A Advocacia-Geral da União (AGU) estuda entrar com ação contra caminhoneiros que bloquearem estradas federais. Ontem, advogados da AGU estavam em contato com representantes do Ministério da Justiça e da Polícia Rodoviária Federal (PRF) para definir a linha de atuação no caso. A ideia é repetir a estratégia adotada na última greve da categoria em fevereiro, quando, a pedido da AGU, a Justiça Federal determinou o desbloqueio das rodovias e estabeleceu multas para quem descumprisse a ordem.

PRODUTORES TEMEM EFEITOS DA GREVE Mesmo com o enfraquecimento da paralisação — eram 36 bloqueios em oito estados ontem, contra 48 em 11 estados no dia anterior, conforme boletim da PRF — a greve preocupa produtores do país, que temem problemas nas exportações e na produção.

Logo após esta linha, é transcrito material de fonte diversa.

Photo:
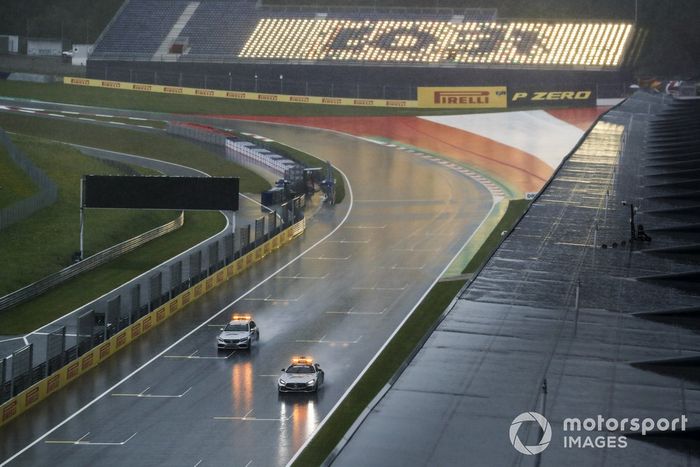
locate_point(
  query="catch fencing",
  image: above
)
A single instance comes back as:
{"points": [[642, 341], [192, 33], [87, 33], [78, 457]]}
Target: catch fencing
{"points": [[130, 310], [91, 262], [48, 191]]}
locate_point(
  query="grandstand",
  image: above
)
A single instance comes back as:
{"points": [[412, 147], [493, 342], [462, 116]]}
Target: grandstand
{"points": [[349, 52]]}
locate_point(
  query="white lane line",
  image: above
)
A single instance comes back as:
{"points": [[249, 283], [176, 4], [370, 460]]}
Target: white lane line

— Os exportadores trabalham com contrato e podem ser punidos caso as entregas atrasem. No máximo até o início de dezembro, esses produtos precisam chegar à Rússia, porque, depois, o inverno congela a água, e os portos param — explica o presidente da Associação Brasileira de Frigoríficos (Abrafrigo), Péricles Salazar.

Segundo a entidade, cerca de 10% do volume de carne bovina a ser exportado este mês vão para Rússia, que deve receber 15 mil toneladas, gerando entre US$ 60 milhões e US$ 70 milhões às empresas brasileiras. A Rússia é o terceiro maior comprador do produto brasileiro, atrás de China e Egito. Como o embarque é feito ao longo do mês, a Abrafrigo não soube precisar quanto ainda precisa ser embarcado. Mas, como restam 19 dias até dezembro, a maior parte ainda deve ser despachada.

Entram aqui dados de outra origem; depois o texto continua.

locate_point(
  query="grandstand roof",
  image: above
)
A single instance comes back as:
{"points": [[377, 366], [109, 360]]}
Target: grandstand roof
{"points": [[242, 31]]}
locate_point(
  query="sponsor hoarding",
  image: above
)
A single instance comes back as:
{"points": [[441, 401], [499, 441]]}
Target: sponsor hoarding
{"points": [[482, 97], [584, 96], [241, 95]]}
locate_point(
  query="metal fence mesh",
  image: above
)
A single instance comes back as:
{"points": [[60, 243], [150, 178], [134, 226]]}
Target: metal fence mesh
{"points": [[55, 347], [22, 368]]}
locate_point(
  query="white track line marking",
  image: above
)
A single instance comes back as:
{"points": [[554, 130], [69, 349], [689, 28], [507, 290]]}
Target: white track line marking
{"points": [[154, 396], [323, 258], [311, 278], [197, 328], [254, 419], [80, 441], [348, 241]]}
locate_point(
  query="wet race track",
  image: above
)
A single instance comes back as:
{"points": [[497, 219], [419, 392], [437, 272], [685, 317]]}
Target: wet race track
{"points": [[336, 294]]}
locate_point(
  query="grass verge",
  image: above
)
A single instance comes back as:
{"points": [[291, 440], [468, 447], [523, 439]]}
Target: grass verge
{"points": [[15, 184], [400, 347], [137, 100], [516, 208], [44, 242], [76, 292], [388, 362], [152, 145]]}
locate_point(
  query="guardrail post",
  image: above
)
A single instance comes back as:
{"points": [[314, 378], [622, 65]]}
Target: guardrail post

Francisco Turra, presidente da Associação Brasileira de Proteína Animal (ABPA), que representa os produtores de suíno e frango, lembrou que a indústria tinha sido afetada em outubro pela greve dos fiscais agropecuários e pelo fechamento de portos da Região Sul — por onde a maior parte da exportação é escoada — reduzindo em 30 mil toneladas a exportação de frango e em 5 mil toneladas a de suínos.

— Este mês tínhamos a necessidade de recuperar isso. E é um mês crucial porque também aumenta o consumo interno por conta das festas de fim de ano — explica Turra.

A ABPA não tem uma estimativa do volume que será exportado no mês. A Rússia é o principal comprador externo de carne suína do Brasil. Em outubro importou 21,47 mil toneladas, gerando receita de US$ 47,43 milhões, mas sequer está entre os dez maiores compradores de frango do país.

FALTA DE ADUBO PODE AFETAR PREÇO A preocupação dos produtores de laranja do interior de São Paulo é com a adubação das lavouras, feita mensalmente entre outubro e janeiro. O bloqueio de estradas já impede a entrega de fertilizantes em algumas fazendas, pondo a safra em risco, disse o presidente da Associação Brasileira de Citricultores (Associtrus), Flavio Viegas:

— Sem adubo, dificilmente as árvores poderão produzir sua capacidade máxima. E, se houver queda na produção, sobe o preço do quilo.